The first icebox watermelons were introduced to the United States more than a half century ago, but only began to be readily available during the last part of the 20th century. These watermelons are preferred by many consumers because of their compact size, which makes them easy to store in an icebox. Growing your own icebox watermelons at home is easy to do, and will ensure you will be able to enjoy this juicy summer favorite.
Purchase a variety of icebox watermelon seed. Pick Blacktail Mountain, Orchid Sweet, Southern Light, Early Crimson Treat or Navajo Sweet if you want an eight- to 10-pound watermelon. Choose Yellow Dell, Red Doll, Petite Perfection, Little Boy or New Queen if you would like a watermelon under eight pounds.
Begin seeds indoors three to five weeks before the first frost. Place a seed into a seed starter kit filled with potting soil. Place one seed in each compartment, and cover it with soil to a depth of one inch, then water. Place the lid on the seed starter kit and place it in a sunny window.
Plant the seedlings in your garden one to two weeks after the danger of first frost. Choose an area with full sun and well-drained soil. Till the garden spot with a rototiller to remove weeds and grass from the soil.
Rake the area with a garden rake to remove weeds and grass. Mark rows with a garden hoe by placing the edge of the hoe at the beginning of the row and dragging it in a straight line to the opposite end of the garden, keeping the depth of the row three to four inches. Mark subsequent rows six feet apart in width.
Plant the seedlings one to two weeks after the danger of the last frost has passed. Dig a hole one to two inches deep with a garden trowel. Place the seedling in the ground so the roots are below ground level, then cover the roots with dirt. Plant each seedling three feet apart.
Water the watermelon seedlings with a watering can or garden hose. Start at the outside edge of the vine and work toward the base of the plant. Soak roots heavily with water every day or twice a day if you are experiencing extremely dry conditions.

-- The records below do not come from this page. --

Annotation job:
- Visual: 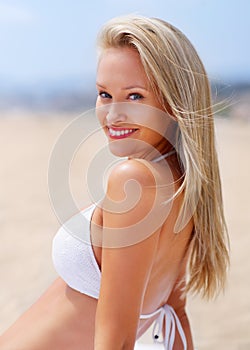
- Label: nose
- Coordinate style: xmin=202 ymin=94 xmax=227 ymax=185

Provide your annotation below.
xmin=106 ymin=103 xmax=127 ymax=126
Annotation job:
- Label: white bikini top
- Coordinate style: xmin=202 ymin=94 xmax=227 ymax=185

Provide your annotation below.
xmin=52 ymin=204 xmax=100 ymax=298
xmin=52 ymin=151 xmax=187 ymax=349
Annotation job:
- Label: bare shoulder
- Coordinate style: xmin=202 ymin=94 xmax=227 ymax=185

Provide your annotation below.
xmin=105 ymin=157 xmax=176 ymax=200
xmin=107 ymin=158 xmax=157 ymax=189
xmin=102 ymin=159 xmax=171 ymax=244
xmin=104 ymin=158 xmax=160 ymax=216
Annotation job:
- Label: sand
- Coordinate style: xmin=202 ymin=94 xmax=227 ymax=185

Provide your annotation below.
xmin=0 ymin=110 xmax=249 ymax=350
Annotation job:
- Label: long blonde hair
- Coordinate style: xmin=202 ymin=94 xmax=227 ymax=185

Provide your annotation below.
xmin=97 ymin=14 xmax=230 ymax=299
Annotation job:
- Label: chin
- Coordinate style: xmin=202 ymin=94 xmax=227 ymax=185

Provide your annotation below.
xmin=107 ymin=139 xmax=135 ymax=158
xmin=108 ymin=138 xmax=154 ymax=159
xmin=108 ymin=143 xmax=132 ymax=158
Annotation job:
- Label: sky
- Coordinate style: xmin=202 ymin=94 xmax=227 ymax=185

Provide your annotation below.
xmin=0 ymin=0 xmax=249 ymax=90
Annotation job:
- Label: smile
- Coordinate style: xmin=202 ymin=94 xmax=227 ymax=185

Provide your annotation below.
xmin=108 ymin=127 xmax=138 ymax=139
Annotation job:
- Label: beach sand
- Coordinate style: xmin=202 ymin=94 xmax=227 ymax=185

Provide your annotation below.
xmin=0 ymin=110 xmax=249 ymax=349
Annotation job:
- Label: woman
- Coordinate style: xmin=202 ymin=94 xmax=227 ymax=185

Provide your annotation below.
xmin=0 ymin=15 xmax=229 ymax=350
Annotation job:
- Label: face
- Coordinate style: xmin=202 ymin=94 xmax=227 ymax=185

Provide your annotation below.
xmin=96 ymin=47 xmax=172 ymax=159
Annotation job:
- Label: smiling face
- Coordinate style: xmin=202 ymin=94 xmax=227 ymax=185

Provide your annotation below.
xmin=96 ymin=47 xmax=173 ymax=159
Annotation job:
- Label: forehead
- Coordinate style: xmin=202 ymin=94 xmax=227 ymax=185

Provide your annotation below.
xmin=96 ymin=47 xmax=148 ymax=86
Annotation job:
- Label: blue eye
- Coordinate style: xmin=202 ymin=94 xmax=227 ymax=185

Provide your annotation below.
xmin=99 ymin=91 xmax=112 ymax=99
xmin=129 ymin=93 xmax=143 ymax=101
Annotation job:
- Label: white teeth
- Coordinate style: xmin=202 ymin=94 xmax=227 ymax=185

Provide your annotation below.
xmin=109 ymin=128 xmax=135 ymax=137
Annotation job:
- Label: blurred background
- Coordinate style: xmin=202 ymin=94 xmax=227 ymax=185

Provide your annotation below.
xmin=0 ymin=0 xmax=250 ymax=113
xmin=0 ymin=1 xmax=249 ymax=349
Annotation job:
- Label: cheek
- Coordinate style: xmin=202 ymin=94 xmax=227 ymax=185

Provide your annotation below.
xmin=96 ymin=103 xmax=107 ymax=126
xmin=141 ymin=127 xmax=166 ymax=144
xmin=136 ymin=108 xmax=169 ymax=135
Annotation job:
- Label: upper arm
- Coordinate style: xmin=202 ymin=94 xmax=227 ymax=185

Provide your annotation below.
xmin=95 ymin=160 xmax=169 ymax=344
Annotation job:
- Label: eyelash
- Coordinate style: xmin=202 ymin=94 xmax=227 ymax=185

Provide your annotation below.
xmin=129 ymin=93 xmax=143 ymax=101
xmin=99 ymin=91 xmax=111 ymax=99
xmin=98 ymin=91 xmax=144 ymax=101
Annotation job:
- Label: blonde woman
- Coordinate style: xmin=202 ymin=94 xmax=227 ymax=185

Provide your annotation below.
xmin=0 ymin=15 xmax=229 ymax=350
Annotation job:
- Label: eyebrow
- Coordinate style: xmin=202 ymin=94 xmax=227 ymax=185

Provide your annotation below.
xmin=122 ymin=85 xmax=148 ymax=91
xmin=96 ymin=82 xmax=148 ymax=91
xmin=96 ymin=83 xmax=106 ymax=88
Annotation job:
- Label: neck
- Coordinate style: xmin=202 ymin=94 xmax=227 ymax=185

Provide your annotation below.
xmin=152 ymin=149 xmax=176 ymax=163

Add a layer of pine bark, wood chips, leaves or pine straw around the watermelon plants. Place a three- to four-inch layer of material around the plants to conserve moisture and control weeds. Place a one- to two-inch-thick layer in between rows.
Harvest the fruit 65 to 75 days after planting. Check for fruit that is around six to 10 pounds, leaves that are deep green, and fruit that sounds hollow when it is thumped. Pick fruit at least twice a week by twisting the watermelon until it breaks free of the vine.